Parameter Name	DEFAULT	Description & Options
dataset_uri (train)	[train_dataset/]	Enter the folder path where the training data is located. (Enter the csv file name X) and concat all the csv under the path you entered.
dataset_uri (inference)	inference_dataset	Enter the folder path where the inference data is located. (Enter the csv file name X) and concat all the csv under the path you entered.

*Imports all files in the entered path subfolder and merges them. *All columns in the merged file must have the same name.

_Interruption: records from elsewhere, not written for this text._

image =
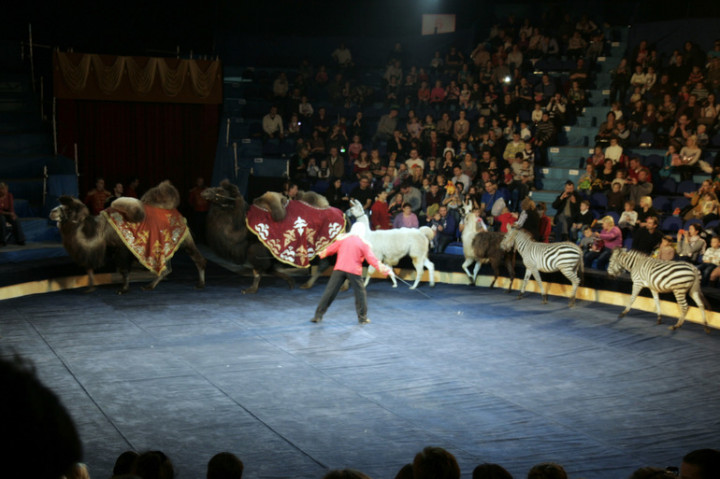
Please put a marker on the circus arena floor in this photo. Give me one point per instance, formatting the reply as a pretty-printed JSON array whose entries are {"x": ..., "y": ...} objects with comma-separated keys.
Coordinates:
[{"x": 470, "y": 369}]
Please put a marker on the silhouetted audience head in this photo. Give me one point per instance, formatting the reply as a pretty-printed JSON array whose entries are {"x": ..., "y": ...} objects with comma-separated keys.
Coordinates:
[
  {"x": 345, "y": 474},
  {"x": 547, "y": 470},
  {"x": 652, "y": 473},
  {"x": 405, "y": 472},
  {"x": 154, "y": 465},
  {"x": 701, "y": 464},
  {"x": 35, "y": 425},
  {"x": 225, "y": 465},
  {"x": 435, "y": 463},
  {"x": 491, "y": 471},
  {"x": 124, "y": 465}
]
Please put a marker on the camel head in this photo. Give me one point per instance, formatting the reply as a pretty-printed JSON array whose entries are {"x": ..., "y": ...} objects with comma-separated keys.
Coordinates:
[
  {"x": 273, "y": 202},
  {"x": 227, "y": 195},
  {"x": 69, "y": 210}
]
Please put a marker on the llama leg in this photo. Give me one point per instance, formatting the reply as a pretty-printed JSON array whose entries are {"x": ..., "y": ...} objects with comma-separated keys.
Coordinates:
[
  {"x": 198, "y": 259},
  {"x": 466, "y": 264},
  {"x": 681, "y": 299},
  {"x": 256, "y": 282},
  {"x": 91, "y": 281},
  {"x": 633, "y": 297},
  {"x": 656, "y": 298},
  {"x": 431, "y": 271}
]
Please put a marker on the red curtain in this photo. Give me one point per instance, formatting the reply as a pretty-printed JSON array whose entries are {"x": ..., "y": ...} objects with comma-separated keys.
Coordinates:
[{"x": 153, "y": 141}]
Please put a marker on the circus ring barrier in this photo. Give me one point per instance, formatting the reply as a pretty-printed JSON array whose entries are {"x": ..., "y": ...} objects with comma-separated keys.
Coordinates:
[{"x": 669, "y": 308}]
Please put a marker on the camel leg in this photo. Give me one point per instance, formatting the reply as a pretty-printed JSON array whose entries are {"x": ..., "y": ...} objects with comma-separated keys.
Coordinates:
[
  {"x": 431, "y": 271},
  {"x": 91, "y": 281},
  {"x": 256, "y": 282},
  {"x": 198, "y": 259},
  {"x": 656, "y": 298},
  {"x": 635, "y": 292},
  {"x": 286, "y": 277}
]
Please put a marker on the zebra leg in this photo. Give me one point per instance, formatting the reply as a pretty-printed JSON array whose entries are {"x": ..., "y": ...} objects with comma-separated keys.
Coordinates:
[
  {"x": 636, "y": 291},
  {"x": 656, "y": 297},
  {"x": 538, "y": 280},
  {"x": 681, "y": 298}
]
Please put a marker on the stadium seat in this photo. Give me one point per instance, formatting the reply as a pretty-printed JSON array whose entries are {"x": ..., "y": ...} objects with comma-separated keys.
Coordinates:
[
  {"x": 671, "y": 224},
  {"x": 686, "y": 186}
]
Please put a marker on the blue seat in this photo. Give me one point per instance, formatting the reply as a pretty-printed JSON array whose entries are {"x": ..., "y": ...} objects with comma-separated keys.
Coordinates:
[
  {"x": 671, "y": 224},
  {"x": 667, "y": 186},
  {"x": 693, "y": 221},
  {"x": 598, "y": 201}
]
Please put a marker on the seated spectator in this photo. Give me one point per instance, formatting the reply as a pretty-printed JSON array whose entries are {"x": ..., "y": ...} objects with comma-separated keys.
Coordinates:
[
  {"x": 583, "y": 218},
  {"x": 225, "y": 465},
  {"x": 606, "y": 240},
  {"x": 567, "y": 205},
  {"x": 690, "y": 244},
  {"x": 648, "y": 238},
  {"x": 445, "y": 227},
  {"x": 406, "y": 219},
  {"x": 711, "y": 260}
]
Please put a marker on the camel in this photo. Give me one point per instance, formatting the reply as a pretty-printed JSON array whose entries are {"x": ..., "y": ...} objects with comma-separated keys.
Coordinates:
[
  {"x": 87, "y": 238},
  {"x": 229, "y": 237},
  {"x": 390, "y": 246},
  {"x": 484, "y": 247}
]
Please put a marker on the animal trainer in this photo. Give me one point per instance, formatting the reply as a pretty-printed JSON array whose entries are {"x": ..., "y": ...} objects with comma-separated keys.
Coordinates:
[{"x": 351, "y": 250}]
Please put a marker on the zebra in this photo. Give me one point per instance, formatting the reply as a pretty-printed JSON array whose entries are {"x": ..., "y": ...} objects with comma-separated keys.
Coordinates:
[
  {"x": 660, "y": 276},
  {"x": 539, "y": 257}
]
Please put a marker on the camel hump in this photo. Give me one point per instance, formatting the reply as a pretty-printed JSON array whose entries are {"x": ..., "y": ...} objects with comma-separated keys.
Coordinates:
[
  {"x": 164, "y": 196},
  {"x": 274, "y": 203},
  {"x": 131, "y": 208}
]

User Parameter ('function')

The fields below 'function' refer to the function name. The 'function: input' below means input step.
'argument' means the user arguments of the input function('function: input'). User arguments are settings for data analysis provided for each function. For an explanation of this, please see the User arguments explanation below.

function: # Required) user-defined function
input:
def: pipeline.input # {python filename}. {function name}
argument:
file_type: csv
encoding: utf-8
            ...

User arguments explained

What are User arguments?

User arguments are used as parameters for setting the behavior of each asset, and they are written under the 'args' of each step in the experimental_plan.yaml. Each function that makes up the pipeline of AI Contents provides user arguments so that users can apply various functions to their data. Users can change and add user arguments by referring to the guide below to model according to their data. User arguments are divided into 'required arguments', which are pre-written in the experimental_plan.yaml, and 'Custom arguments', which are added by the user after viewing the guide.

Required arguments

Required arguments are the default arguments that are shown directly in the experimental_plan.yaml. Most required arguments have a default value set in the YAML file.
Data-related arguments in the experimental_plan.yaml must be set by the user. (ex. x_columns, y_column)

Custom arguments

Custom arguments are not written in the experimental_plan.yaml, but they are provided by each function and can be used by the user in addition to the experimental_plan.yaml. I use it by adding it to the 'argument' for each function in the YAML file.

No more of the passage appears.